De I-1 was een Japanse onderzeeërkruiser die in maart 1926 in dienst kwam bij de Japanse Keizerlijke Marine. De lengte van het schip op het moment van lancering was 98 m, breedte 9,1 m en waterverplaatsing - 2.800 ton. De maximale snelheid van de I-1 aan de oppervlakte bedroeg 18 knopen. De hoofdbewapening was zes 533 mm torpedobuizen met 14 reserve torpedo's en de secundaire bewapening was twee 140 mm kanonnen. I-1 kon afdalen tot een maximale diepte van 80 meter.
De I-1 was een oceaanonderzeeërcruiser - de eerste van vier eenheden van hetzelfde type als de I-1. Zijn sterke artilleriebewapening - voor onderzeeërs - was voorbestemd om aan de oppervlakte te vechten met vijandelijke koopvaardijschepen en vijandelijke lichte oppervlakteschepen. Soortgelijke ontwerpaannames werden ook gebruikt bij andere onderzeeërs die in de jaren 1920 en 1930 werden gelanceerd, waaronder de Franse Surcouf. De activiteiten tijdens de Tweede Wereldoorlog toonden aan dat een dergelijk concept van het gebruik van onderzeeërs, gezien de snelle ontwikkeling van de luchtvaart, volkomen verkeerd bleek te zijn. De I-1 begon zijn gevechtscarrière in de Pacific War door in december 1941 verschillende keren te schieten op Amerikaanse posities in Hawaï. In maart 1942 zonk het Nederlandse transportschip Siantar. In augustus 1942 werd het omgebouwd tot een eenheid ter ondersteuning van de speciale operaties en geheime landingen van de Japanse mariniers. Tot januari 1943 ondersteunde het Japanse land-zee operaties in het Guadalcanal gebied. De I-1 ging op 29 januari 1943 verloren door de Japanse vloot.

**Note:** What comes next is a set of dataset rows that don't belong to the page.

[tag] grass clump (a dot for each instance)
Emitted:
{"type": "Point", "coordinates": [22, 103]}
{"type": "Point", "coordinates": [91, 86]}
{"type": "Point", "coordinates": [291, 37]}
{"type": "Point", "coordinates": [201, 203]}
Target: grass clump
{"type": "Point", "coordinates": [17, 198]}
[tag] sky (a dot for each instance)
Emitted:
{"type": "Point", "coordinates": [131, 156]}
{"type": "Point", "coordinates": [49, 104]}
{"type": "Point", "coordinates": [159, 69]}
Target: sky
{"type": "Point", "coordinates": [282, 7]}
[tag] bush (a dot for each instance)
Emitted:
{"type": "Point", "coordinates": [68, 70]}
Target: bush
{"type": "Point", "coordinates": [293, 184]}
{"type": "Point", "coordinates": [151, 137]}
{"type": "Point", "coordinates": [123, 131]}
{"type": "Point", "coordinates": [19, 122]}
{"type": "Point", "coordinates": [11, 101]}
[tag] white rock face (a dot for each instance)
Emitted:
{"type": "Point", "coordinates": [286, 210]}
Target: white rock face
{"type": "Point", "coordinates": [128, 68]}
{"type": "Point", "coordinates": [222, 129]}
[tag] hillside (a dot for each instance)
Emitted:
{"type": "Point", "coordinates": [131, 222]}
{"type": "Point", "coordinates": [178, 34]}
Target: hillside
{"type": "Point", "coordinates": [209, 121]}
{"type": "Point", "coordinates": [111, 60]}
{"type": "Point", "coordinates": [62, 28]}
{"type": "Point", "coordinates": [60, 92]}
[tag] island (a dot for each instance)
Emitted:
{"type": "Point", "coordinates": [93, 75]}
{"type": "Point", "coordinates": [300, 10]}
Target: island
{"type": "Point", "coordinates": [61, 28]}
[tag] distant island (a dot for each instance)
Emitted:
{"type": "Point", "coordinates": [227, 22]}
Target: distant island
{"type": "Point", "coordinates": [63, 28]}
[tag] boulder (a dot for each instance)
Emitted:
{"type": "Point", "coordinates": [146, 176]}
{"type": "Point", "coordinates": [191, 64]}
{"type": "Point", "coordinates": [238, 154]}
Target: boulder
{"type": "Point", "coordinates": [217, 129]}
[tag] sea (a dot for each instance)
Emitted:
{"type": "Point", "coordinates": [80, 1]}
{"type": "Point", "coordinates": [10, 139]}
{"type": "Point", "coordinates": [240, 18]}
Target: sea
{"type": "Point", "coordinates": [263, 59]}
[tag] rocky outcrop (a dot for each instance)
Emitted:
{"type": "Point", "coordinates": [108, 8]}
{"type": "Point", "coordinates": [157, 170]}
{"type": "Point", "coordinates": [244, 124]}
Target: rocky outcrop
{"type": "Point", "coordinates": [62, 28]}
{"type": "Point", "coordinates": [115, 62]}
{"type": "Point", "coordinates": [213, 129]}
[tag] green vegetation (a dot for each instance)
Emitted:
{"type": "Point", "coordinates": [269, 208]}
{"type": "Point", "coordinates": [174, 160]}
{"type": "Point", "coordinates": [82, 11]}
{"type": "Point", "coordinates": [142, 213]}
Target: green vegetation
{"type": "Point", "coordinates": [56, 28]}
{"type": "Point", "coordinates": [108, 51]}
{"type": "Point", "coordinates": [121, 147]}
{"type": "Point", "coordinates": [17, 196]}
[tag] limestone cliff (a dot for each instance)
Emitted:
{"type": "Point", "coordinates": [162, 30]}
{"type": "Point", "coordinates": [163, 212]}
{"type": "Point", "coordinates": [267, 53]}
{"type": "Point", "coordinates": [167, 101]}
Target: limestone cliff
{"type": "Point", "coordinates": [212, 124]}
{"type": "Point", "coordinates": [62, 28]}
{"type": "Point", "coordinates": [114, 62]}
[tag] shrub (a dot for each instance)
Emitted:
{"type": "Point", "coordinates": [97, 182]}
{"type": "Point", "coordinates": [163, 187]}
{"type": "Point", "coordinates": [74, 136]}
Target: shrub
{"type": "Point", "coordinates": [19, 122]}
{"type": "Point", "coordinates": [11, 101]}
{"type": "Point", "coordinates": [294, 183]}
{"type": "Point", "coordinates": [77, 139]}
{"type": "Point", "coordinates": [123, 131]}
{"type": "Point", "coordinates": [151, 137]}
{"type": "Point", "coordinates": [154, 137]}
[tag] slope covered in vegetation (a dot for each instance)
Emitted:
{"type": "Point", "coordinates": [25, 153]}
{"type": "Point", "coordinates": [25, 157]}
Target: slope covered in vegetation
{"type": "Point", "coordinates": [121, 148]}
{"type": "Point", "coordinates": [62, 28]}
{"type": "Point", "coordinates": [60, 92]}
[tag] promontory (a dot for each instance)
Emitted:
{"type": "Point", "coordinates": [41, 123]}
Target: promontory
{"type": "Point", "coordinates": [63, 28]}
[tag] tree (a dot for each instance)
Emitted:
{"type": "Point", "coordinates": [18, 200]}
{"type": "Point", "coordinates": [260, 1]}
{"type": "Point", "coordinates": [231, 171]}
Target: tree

De I-6 was een Japanse onderzeeër waarvan de kiel werd gelegd in 1932, te water werd gelaten in maart 1934 en in 1935 in dienst werd genomen bij de Japanse Keizerlijke Marine. De lengte van het schip op het moment van lancering was 98,5 m, breedte 9 m en waterverplaatsing - 3.060 ton. De maximale snelheid van de I-6 aan de oppervlakte was tot 20 knopen. De hoofdbewapening was zes 533 mm torpedowerpers en de secundaire bewapening was een enkel 127 mm kanon en een 13,2 mm luchtafweermachinegeweer. Het schip nam ook een Yokosuka E6Y1 watervliegtuig aan boord.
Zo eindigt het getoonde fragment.